Draft
Ending Housing Extortion Act
Section 1: Findings
The legislature finds and declares the following:
(a) The best way to promote housing affordability is to increase the supply of housing by allowing more building.
(b) New or renovated residential development does not increase the cost of housing. On the contrary, expanded residential development helps drive down cost by increasing supply.
(c) Similarly, new commercial development spurs economic growth, which helps promote housing affordability.
(d) There is no nexus between the creation or renovation of housing and housing affordability problems that would justify a mitigation policy seeking housing exactions from residential development.
(e) Manipulating land use restrictions to encourage builders to voluntarily agree to housing exactions—such as offering density bonuses in exchange for deed-restricted set-asides—undermines the justification for the land use restrictions being waived and suggests those land use restrictions are unjustified.

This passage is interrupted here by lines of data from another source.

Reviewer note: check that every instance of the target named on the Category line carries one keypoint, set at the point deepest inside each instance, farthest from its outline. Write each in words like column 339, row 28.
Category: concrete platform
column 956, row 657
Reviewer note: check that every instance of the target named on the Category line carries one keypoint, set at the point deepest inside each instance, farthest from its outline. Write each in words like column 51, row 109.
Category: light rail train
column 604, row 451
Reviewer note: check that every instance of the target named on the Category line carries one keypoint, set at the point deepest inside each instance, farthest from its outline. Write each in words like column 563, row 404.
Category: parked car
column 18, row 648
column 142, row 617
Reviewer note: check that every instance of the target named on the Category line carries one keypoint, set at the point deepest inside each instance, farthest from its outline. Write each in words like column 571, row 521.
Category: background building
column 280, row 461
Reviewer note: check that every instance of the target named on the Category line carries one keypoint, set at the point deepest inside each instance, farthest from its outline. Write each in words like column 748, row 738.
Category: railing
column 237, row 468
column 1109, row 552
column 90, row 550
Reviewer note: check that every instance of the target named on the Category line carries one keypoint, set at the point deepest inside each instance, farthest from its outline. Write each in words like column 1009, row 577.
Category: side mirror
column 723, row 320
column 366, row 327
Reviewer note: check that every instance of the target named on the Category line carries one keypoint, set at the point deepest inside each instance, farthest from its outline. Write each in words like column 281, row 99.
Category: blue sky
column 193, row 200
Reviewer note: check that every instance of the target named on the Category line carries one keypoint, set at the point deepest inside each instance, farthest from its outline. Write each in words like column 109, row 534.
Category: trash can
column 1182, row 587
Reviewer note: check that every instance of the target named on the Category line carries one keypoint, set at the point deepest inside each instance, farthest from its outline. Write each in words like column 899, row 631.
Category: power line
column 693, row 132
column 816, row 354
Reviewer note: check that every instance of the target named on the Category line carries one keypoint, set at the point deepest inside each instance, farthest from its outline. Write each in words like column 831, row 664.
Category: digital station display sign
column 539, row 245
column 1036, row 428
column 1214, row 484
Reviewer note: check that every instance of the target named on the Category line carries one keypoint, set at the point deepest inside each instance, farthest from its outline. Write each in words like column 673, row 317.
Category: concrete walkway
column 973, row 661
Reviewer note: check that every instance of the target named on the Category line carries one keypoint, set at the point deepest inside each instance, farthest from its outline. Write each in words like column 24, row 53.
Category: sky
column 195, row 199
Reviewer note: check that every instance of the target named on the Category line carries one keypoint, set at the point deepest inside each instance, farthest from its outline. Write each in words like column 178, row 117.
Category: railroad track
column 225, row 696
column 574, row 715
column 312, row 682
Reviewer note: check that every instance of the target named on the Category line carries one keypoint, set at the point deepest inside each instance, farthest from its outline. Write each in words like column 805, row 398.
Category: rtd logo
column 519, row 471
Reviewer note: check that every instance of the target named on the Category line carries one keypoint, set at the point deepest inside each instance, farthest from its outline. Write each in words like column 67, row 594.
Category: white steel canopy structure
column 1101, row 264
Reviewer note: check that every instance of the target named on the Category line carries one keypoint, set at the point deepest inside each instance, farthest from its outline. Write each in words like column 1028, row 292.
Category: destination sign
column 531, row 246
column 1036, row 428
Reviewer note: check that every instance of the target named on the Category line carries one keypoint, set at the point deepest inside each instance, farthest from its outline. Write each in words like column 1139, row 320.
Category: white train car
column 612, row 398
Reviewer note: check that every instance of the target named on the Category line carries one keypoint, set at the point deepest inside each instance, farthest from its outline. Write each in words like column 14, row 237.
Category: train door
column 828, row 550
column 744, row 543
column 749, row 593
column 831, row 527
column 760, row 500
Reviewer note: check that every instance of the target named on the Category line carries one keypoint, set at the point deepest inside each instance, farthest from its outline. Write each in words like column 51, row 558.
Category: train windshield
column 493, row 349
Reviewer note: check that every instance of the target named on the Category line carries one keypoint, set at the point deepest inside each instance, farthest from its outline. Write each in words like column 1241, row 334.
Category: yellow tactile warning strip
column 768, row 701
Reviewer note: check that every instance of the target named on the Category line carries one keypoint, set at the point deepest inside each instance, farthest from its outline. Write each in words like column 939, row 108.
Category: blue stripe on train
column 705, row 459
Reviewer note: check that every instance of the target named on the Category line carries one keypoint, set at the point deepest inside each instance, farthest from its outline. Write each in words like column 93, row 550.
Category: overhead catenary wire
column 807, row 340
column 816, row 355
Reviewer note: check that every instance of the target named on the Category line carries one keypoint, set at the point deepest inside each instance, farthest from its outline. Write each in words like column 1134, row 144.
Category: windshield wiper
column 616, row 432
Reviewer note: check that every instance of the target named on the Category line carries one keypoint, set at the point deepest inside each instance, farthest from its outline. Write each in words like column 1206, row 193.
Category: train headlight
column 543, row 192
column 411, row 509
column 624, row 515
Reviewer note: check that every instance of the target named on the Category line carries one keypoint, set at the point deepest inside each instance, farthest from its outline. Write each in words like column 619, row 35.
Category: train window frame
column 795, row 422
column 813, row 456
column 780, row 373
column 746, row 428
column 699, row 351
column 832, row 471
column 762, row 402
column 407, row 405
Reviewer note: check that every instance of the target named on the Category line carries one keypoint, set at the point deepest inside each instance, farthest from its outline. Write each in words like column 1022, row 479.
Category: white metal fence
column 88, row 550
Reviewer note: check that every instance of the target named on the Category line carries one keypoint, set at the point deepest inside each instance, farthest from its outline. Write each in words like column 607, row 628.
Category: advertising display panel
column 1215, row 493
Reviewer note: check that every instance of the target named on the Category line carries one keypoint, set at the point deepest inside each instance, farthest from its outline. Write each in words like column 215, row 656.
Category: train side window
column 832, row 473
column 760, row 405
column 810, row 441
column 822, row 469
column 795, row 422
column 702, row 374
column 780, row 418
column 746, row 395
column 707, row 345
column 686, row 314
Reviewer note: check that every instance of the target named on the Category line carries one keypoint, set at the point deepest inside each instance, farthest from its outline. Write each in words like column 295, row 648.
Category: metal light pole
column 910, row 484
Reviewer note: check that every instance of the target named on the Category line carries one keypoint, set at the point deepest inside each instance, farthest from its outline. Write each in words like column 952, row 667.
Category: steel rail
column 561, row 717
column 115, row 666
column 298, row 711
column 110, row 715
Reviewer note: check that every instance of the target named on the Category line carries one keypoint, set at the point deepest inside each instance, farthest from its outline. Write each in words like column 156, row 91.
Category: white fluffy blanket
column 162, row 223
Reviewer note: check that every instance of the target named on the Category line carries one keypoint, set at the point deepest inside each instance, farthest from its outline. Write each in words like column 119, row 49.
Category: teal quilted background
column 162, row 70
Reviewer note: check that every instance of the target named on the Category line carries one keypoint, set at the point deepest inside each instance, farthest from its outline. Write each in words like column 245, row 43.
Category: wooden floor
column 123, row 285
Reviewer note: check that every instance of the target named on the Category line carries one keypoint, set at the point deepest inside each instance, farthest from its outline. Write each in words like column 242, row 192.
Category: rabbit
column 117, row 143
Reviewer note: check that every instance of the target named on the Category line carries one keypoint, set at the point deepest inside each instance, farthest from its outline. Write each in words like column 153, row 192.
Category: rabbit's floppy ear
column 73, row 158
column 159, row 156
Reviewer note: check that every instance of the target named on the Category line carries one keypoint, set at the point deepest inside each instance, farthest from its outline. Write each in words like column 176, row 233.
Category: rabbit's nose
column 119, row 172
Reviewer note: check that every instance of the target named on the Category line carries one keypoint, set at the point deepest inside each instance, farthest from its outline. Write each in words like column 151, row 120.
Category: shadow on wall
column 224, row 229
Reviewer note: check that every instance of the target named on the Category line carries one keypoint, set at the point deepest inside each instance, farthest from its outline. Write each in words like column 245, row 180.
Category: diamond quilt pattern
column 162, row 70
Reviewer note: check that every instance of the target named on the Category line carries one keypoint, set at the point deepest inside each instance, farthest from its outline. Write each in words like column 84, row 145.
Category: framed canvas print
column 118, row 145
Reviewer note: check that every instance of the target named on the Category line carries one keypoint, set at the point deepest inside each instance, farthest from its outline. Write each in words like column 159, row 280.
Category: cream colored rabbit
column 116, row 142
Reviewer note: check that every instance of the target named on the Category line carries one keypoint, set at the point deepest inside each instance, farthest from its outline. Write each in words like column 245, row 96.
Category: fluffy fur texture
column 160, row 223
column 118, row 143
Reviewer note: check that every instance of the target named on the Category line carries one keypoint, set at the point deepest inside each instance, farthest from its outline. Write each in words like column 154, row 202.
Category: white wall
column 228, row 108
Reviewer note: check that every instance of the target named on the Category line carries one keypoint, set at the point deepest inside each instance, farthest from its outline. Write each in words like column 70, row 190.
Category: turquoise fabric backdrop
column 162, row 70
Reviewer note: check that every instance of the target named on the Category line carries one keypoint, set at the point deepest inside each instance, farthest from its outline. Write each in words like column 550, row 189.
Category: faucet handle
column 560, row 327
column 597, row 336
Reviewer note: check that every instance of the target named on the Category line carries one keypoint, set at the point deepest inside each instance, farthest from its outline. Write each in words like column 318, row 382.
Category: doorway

(f) Because building new or improved housing does not make housing less affordable, housing exactions are “an out-and-out plan of extortion” and unconstitutional. Nollan v. California Coastal Commission, 483 U.S. 825 (1987).
Section 2: Definitions
For the purposes of this Act:
(a) “Housing exaction” means any fee, non-monetary condition, allocation, or other concession imposed by a government entity on a project applicant to be used to provide restricted housing or offset restricted housing costs or other unmet housing needs as a condition of granting a permit or other approval for the project. Housing exactions include density bonuses and other incentives designed to extract restricted housing commitments.
(b) “Restricted housing” means any housing unit that is subject to a deed restriction or other limitation on the price at which the unit can be bought, sold, or rented.
Section 3: Housing exactions banned
(a) No regulation, ordinance, resolution, condition of development, comprehensive plan, subdivision, direct or indirect overlay, or opt-in zoning shall impose a housing exaction on residential or commercial development.
(b) Nothing in this section shall apply to a restrictive covenant entered into between private parties, unless the restrictive covenant was imposed or required by a governmental entity.